This is something I have been reminding myself for a week or two now, since reading a few books on the subject, and looking at Pinterest and YouTube.
It's the food that is drawing me in right now. I used to love spending time in the kitchen, making soup and baking while dancing around drinking a glass of red wine. Now, I feel like food has a different focus. W. is not a great eater. We have to practically stand on our heads to get him to eat, and we always need to add more fat to his food, just to increase calories. His CP also causes him to lose weight easier, as someone with CP actually uses 30% more energy than someone who doesn't. Last week though, I began to relax a little about food. I would get so stressed about it ~ and I honestly think my stress and anxiety about W. eating was affecting him. The past two weeks he has been eating like a champ. Perhaps it is the food, as I am spending more time making food - and not with medical instructions on my mind, but love. Care. The instinct to feed those that I love good food is very strong in me, and I think by burying that part of myself somewhat, it was reflected in the food I was making, and thereby perhaps extending itself to my boy. I could be crazy, but I do believe that it could happen. We have been enjoying pancakes, muffins, and I plan to make homemade pop tarts tomorrow. I have made lemony salmon, quinoa with avocado and a squeeze of lemon, meatballs for the boy, and he has eaten them all with relish. I've used fun plates, my china, and some dishes made by hand by my mother-in-law on her potters wheel, making the meal even more special. (W. does not eat off the fine china however, lol)

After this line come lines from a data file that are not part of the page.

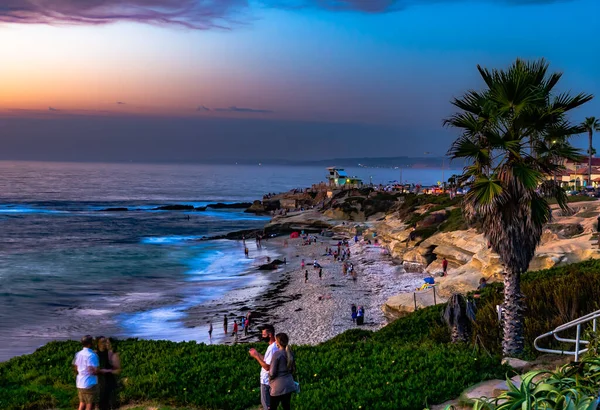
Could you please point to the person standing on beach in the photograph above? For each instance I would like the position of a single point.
(360, 316)
(268, 334)
(85, 365)
(235, 329)
(280, 374)
(108, 369)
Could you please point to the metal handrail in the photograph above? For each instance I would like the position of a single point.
(593, 317)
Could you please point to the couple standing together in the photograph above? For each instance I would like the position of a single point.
(278, 364)
(96, 374)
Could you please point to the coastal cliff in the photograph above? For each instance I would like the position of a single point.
(568, 239)
(439, 232)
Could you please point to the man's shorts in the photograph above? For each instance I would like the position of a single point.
(88, 396)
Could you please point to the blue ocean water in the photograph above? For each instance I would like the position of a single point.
(68, 268)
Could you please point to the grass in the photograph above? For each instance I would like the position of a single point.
(402, 366)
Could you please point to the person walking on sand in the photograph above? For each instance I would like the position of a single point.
(444, 267)
(85, 365)
(235, 329)
(268, 335)
(280, 373)
(360, 316)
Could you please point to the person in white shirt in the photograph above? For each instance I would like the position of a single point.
(85, 365)
(268, 334)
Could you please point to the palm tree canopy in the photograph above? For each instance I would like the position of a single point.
(514, 135)
(591, 124)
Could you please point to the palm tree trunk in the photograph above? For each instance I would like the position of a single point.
(590, 159)
(513, 341)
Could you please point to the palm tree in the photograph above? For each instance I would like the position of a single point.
(590, 124)
(514, 136)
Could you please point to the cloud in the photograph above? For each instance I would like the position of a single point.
(244, 110)
(193, 14)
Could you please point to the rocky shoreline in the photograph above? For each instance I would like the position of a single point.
(319, 309)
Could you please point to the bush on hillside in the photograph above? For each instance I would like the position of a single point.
(552, 297)
(402, 366)
(356, 368)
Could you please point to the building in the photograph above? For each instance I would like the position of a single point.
(576, 173)
(577, 178)
(337, 177)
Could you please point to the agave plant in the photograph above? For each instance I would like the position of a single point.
(539, 390)
(514, 136)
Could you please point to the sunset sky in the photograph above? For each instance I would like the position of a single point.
(370, 77)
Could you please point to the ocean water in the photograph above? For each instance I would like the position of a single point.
(68, 268)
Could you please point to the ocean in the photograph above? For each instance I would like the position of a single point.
(68, 268)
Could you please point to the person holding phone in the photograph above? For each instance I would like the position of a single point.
(268, 335)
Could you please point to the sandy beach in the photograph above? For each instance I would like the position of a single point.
(319, 309)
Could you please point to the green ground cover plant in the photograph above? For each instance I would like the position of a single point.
(405, 365)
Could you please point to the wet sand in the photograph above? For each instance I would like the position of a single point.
(318, 310)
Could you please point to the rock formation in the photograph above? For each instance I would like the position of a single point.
(567, 239)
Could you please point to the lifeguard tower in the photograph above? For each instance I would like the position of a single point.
(338, 178)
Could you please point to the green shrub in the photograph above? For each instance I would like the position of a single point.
(402, 366)
(552, 297)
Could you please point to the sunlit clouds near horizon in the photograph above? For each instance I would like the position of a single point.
(390, 63)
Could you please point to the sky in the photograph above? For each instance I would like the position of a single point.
(190, 80)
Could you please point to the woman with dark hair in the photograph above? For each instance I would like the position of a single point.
(110, 367)
(280, 374)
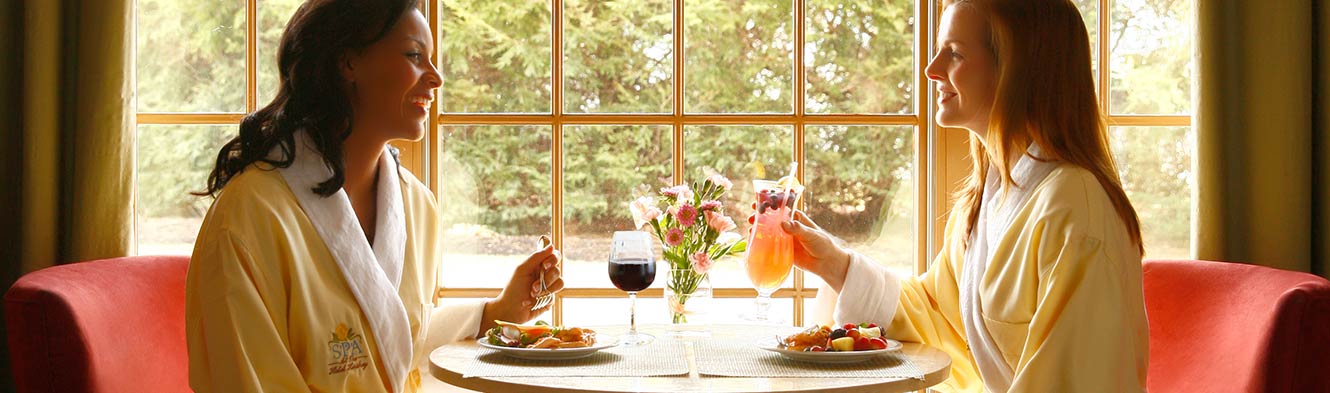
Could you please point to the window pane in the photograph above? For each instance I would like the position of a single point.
(273, 16)
(861, 187)
(619, 56)
(742, 153)
(495, 56)
(190, 56)
(738, 56)
(859, 56)
(1089, 12)
(1151, 71)
(651, 311)
(495, 200)
(1156, 168)
(604, 169)
(172, 161)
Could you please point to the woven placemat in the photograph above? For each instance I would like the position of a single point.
(744, 359)
(663, 357)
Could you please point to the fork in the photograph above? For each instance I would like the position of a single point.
(545, 296)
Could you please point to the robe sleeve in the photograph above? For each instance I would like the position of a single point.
(234, 344)
(1088, 332)
(454, 320)
(914, 309)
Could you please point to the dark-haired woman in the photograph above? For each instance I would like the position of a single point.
(315, 268)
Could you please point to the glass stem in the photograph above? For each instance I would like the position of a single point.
(632, 313)
(764, 304)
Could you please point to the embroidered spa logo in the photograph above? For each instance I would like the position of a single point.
(346, 349)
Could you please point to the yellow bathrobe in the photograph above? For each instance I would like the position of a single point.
(285, 293)
(1060, 296)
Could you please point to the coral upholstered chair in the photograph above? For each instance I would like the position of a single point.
(1218, 327)
(109, 325)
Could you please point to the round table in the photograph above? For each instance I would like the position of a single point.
(448, 364)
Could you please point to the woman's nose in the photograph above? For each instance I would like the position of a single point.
(934, 69)
(432, 76)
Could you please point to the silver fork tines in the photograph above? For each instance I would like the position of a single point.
(545, 297)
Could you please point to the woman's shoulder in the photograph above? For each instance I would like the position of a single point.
(1073, 197)
(415, 192)
(257, 193)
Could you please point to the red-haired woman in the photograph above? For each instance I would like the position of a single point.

And if I end the night with a glass of wine and a Reese's peanut butter egg, then so be it. By letting myself enjoy the process, I think that W. is enjoying the product. I even had some fun with an ordinary peanut butter and jelly the other day, cutting it into a whale shape when serving it with his all time favorite Goldfish crackers.
The weather lately has also been amazing, and we have been taking advantage of it as much as we can, and in a hygge sort of way. Soaking up nature, the sun, the wind. Walking through the woods, even just sitting and enjoying a few minutes on the porch.
The night though has always captivated my little 2 year old. He is fascinated by it. On some of these nicer nights, we have gone and stood outside, looking up at the dark sky, lit here only by a few stars but still, beautiful, twinkly. He laughs, a real laugh, which rings through the quiet as he throws his arms skyward. A perfect moment, for this mom.